どちらもない場合、届いたものが期待と違っても打つ手がありません。金額の大小にかかわらず、ここは確認する価値があります。

判断軸4:人が作るか、AIが作るか

2026年時点で、この違いは「品質の差」よりも**「プロセスの差」**として捉えたほうが実態に近くなっています。

人が作る場合の価値は、対話にあります。「この部分の言い回しをもう少し柔らかく」といった微調整を、意図を汲んでもらいながら進められます。時間と費用はかかりますが、細部まで納得のいくものを作れます。

AIが作る場合の価値は、速さと試行回数です。数分で結果が出るタイプなら、気に入らなければ作り直すという進め方ができます。ただし、細かなニュアンスの指定は苦手です。

なお、スキルマーケットの出品にもAIを活用したものが増えており、「人に頼む=AIを使わない」とは限りません。制作手段が気になる場合は、出品ページの記載を確認してください。AI不使用を明記している出品もあります。

「AIだと相手にがっかりされないか」と心配される方がいますが、贈られた側が受け取るのは自分のエピソードが歌になっているという事実です。制作手段よりも、歌詞にどれだけ具体的な思い出が入っているかのほうが、はるかに反応を左右します。

タイプ別のおすすめ

結婚式で両親に贈りたい → 日程が決まっているので逆算が効きます。予算が取れるなら制作会社かスキルマーケット。準備が押している場合はAI楽曲ギフトで確実に間に合わせるほうが賢明です。

誕生日のサプライズ → 直前に思い立つことが多いカテゴリです。数分で完成するタイプが現実的。試聴できるサービスなら、当日の朝でも間に合います。

遠方の家族・祖父母へ → 日本語詞が必須です。180〜200ドル帯の海外サービスは避けてください。

自分でも聴きたい/記念に残したい → 音質と権利範囲を確認のうえ、制作会社や個人依頼を検討する価値があります。

Songkeepの位置づけ

Songkeep はAI楽曲ギフトのタイプで、上の判断軸のうち**「日本語詞」と「支払い前試聴」**の2つを重視して作ったサービスです。

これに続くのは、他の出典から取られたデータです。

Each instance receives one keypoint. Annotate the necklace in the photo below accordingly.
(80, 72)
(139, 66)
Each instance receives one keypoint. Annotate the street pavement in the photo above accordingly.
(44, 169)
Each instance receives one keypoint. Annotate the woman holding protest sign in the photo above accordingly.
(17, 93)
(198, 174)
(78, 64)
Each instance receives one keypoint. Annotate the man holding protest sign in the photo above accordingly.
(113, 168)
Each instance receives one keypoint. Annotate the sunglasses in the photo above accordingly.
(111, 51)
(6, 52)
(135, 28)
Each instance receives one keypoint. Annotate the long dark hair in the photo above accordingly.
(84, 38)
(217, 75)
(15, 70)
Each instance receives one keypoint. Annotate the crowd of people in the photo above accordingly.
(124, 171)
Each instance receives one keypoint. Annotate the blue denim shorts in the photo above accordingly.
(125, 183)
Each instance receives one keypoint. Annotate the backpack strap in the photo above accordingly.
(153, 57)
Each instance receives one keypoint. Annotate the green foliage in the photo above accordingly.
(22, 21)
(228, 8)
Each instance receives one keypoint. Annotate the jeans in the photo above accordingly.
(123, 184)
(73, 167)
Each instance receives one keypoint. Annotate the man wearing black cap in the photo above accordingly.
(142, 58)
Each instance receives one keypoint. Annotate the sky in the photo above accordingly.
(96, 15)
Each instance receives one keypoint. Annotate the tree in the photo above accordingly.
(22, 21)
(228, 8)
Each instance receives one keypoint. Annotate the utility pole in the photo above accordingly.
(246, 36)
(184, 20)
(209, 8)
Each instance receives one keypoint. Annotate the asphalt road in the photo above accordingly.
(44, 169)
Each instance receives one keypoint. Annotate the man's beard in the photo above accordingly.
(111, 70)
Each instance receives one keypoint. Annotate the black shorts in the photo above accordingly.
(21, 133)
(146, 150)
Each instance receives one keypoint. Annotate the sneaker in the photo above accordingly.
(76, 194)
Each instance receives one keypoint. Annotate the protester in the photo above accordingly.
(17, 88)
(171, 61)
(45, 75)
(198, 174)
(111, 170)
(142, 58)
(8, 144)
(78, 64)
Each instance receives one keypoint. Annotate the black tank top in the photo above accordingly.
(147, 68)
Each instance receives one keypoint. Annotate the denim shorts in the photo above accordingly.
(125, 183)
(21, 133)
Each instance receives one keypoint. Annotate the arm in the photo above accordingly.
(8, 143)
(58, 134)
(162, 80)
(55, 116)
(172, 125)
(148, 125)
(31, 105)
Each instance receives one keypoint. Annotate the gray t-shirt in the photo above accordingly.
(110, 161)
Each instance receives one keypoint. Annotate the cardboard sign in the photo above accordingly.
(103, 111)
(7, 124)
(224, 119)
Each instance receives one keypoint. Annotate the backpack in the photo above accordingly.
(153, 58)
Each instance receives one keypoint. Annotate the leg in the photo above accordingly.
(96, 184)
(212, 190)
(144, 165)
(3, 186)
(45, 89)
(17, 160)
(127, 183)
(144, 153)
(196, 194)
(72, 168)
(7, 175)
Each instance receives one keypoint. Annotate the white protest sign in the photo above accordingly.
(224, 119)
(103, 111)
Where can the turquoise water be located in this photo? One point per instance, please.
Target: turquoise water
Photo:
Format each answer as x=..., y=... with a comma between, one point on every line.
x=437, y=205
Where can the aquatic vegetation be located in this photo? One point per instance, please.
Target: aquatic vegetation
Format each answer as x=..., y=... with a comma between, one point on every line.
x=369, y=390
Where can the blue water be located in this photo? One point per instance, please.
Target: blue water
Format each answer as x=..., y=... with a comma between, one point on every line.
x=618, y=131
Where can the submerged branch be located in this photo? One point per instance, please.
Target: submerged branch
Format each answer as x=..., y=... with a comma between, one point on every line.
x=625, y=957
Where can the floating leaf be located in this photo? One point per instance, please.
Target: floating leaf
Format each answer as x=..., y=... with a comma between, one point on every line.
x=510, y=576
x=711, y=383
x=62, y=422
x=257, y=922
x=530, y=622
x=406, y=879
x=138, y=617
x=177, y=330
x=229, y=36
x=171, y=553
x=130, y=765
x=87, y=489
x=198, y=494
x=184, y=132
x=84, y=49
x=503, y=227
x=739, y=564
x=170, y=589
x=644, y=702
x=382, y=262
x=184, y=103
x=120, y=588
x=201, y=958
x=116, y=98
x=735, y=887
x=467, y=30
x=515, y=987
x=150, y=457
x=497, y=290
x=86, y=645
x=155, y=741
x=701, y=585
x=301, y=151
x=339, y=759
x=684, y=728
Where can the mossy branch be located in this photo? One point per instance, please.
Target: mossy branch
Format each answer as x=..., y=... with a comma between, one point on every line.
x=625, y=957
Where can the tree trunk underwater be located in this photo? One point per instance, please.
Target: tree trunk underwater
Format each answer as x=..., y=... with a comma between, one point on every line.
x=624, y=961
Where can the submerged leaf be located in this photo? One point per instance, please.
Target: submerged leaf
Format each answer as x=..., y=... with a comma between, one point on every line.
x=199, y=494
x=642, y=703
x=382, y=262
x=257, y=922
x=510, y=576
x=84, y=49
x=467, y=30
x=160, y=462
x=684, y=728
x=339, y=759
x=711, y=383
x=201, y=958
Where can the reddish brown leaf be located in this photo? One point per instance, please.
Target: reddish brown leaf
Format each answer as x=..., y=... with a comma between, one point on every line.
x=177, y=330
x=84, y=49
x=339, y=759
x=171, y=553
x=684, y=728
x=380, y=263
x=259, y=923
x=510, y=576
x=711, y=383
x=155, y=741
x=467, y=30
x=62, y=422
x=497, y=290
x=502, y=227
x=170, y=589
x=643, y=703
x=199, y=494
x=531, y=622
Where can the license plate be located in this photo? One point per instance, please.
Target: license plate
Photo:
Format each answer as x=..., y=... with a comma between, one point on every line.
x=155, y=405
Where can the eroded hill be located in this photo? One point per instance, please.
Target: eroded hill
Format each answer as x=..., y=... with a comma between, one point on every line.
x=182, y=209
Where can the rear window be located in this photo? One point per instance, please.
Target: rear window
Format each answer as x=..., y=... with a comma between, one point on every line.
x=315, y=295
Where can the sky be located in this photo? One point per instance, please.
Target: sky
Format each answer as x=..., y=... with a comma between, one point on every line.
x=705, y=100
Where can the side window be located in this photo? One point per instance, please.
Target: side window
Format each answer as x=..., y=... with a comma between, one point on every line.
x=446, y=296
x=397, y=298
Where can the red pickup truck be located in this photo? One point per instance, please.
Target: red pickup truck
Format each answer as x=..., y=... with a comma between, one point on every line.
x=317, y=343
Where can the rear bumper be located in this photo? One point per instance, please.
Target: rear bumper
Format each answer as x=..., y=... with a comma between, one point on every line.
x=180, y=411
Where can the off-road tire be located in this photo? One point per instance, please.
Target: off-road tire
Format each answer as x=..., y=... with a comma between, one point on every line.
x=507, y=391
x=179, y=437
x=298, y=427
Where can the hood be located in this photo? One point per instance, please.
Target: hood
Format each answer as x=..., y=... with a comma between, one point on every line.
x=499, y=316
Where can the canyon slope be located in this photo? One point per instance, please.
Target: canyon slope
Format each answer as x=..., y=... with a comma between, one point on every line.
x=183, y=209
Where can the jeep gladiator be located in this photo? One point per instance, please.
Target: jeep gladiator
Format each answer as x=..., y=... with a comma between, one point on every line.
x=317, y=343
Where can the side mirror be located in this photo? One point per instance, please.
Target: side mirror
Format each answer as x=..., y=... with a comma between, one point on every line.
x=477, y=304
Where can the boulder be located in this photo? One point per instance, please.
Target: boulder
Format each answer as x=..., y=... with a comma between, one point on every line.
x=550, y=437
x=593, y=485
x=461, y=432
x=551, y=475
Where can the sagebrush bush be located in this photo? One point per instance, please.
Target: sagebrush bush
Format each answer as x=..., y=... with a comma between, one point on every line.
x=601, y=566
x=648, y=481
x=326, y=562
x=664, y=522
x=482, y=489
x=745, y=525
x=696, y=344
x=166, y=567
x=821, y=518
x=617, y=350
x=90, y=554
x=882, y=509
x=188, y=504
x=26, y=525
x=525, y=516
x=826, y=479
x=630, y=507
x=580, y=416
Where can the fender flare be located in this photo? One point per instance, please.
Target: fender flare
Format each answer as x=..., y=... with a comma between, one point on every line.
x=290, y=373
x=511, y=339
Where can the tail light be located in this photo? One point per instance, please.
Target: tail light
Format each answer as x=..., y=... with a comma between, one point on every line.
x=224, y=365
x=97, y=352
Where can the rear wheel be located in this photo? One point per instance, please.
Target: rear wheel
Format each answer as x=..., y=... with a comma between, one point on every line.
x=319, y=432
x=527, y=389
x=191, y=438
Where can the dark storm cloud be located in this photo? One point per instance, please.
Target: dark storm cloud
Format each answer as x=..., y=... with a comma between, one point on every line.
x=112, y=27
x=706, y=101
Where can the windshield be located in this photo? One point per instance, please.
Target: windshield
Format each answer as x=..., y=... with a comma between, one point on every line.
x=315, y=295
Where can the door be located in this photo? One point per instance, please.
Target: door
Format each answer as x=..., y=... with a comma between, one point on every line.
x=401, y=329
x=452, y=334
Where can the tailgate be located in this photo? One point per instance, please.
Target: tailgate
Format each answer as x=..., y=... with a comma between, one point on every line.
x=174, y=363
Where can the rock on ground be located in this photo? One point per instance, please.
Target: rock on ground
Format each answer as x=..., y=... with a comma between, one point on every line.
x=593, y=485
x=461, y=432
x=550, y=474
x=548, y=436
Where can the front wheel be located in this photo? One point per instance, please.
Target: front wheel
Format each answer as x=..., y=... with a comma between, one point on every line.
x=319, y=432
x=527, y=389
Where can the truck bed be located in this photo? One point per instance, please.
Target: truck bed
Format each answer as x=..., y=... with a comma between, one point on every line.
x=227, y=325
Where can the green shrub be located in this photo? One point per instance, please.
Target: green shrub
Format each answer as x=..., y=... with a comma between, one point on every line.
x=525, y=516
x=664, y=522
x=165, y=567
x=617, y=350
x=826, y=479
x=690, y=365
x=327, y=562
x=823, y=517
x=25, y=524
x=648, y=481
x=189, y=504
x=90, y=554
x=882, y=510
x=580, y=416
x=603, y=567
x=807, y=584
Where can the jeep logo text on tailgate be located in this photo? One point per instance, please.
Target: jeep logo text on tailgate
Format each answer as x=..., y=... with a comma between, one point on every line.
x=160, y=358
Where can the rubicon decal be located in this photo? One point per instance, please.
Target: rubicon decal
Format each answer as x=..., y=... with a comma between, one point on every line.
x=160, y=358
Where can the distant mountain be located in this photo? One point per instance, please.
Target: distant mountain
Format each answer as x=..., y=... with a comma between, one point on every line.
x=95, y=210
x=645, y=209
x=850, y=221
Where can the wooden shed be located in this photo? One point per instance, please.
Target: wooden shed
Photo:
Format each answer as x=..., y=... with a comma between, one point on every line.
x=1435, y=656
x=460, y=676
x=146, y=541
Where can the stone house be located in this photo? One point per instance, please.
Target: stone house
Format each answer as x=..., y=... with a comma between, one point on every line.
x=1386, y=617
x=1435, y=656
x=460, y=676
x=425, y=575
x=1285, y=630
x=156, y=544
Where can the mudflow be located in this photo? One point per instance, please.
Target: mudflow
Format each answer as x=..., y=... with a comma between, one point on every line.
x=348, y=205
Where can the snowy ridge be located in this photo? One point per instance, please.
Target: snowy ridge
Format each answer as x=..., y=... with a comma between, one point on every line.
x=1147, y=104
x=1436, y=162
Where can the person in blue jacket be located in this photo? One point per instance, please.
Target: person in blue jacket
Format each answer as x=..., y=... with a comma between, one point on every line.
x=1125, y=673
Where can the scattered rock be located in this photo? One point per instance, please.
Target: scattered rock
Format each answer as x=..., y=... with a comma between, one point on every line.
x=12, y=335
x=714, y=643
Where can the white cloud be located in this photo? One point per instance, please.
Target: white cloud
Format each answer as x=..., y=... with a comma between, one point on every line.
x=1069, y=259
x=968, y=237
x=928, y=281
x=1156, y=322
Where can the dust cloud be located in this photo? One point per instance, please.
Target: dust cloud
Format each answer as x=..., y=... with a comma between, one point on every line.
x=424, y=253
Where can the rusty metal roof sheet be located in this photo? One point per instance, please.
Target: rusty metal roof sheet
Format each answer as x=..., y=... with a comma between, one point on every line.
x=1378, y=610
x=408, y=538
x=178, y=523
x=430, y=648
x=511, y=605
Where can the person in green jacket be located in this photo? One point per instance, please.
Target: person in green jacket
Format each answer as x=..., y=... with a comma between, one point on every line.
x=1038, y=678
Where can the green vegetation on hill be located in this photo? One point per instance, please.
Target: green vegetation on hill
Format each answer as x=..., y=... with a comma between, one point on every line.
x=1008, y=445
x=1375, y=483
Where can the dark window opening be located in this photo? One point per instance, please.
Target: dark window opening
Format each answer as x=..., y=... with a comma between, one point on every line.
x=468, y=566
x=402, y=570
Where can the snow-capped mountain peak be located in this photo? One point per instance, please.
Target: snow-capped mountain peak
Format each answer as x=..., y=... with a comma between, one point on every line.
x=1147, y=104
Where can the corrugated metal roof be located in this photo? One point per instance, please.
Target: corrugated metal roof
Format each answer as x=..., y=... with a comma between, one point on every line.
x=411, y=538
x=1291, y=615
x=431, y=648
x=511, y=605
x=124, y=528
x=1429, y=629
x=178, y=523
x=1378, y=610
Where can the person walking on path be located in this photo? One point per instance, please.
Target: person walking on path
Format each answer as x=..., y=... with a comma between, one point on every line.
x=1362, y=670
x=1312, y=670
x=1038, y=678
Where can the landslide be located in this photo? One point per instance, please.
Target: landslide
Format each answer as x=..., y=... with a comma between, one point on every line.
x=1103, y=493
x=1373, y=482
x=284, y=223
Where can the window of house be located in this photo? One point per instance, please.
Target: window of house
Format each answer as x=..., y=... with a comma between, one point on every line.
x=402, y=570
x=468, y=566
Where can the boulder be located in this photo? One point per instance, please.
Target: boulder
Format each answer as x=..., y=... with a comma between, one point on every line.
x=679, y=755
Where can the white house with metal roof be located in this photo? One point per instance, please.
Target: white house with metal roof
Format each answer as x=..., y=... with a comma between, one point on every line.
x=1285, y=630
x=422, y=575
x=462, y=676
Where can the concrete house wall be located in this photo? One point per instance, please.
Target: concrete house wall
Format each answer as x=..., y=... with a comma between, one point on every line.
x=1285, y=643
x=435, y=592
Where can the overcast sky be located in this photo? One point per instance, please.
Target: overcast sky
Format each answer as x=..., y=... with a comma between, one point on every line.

  • エピソードを入力すると、数分で歌が完成します
  • 支払い前に60秒試聴できます。あなたのエピソードで作られた実際の歌を聴いてから、買うか決められます
  • 日本語を含む33言語に対応。日本語の歌詞で歌います
  • 24.99ドル(約4,000円)。ギフトパック34.99ドルでは別バージョンも付きます
  • 完成した歌は、共有できるギフトページの形で渡せます

決済はドル建てのため、為替と海外事務手数料が上乗せされる点はご了承ください。

よくある質問

Q. 結婚式で流しても大丈夫ですか

サービスごとに利用範囲が異なります。個人利用の範囲、商用利用の可否、SNS投稿の可否は必ず利用規約で確認してください。会場によっては事前申請が必要な場合もあります。

Q. 安いサービスは品質が低いのでは

2026年時点では、価格差の多くは「誰が作るか」と「どれだけ待つか」から生まれており、必ずしも仕上がりの差に直結しません。むしろ支払い前に聴けるかどうかのほうが、満足度を左右します。聴いてから判断できるなら、価格を先に絞る必要はありません。

Q. 歌詞に入れるエピソードが思いつきません

「ふたりだけが知っている、ささいなこと」がいちばん効きます。記念日や肩書きより、いつもの口ぐせや、けんかした日のことのほうが歌になります。詳しくは誕生日サプライズに歌を贈るで解説しています。

Q. 何日前までに頼めばいいですか

数分で完成するタイプなら当日でも間に合いますが、渡し方を考える時間を含めて3日前を目安にすると余裕があります。人に依頼する場合は、修正のやりとりを見込んで最低でも3週間前をおすすめします。


※本記事の料金・納期は2026年8月時点の各サービスの公開情報にもとづく目安です。キャンペーン価格やアーティストごとの設定により変動します。最新の情報は各公式サイトでご確認ください。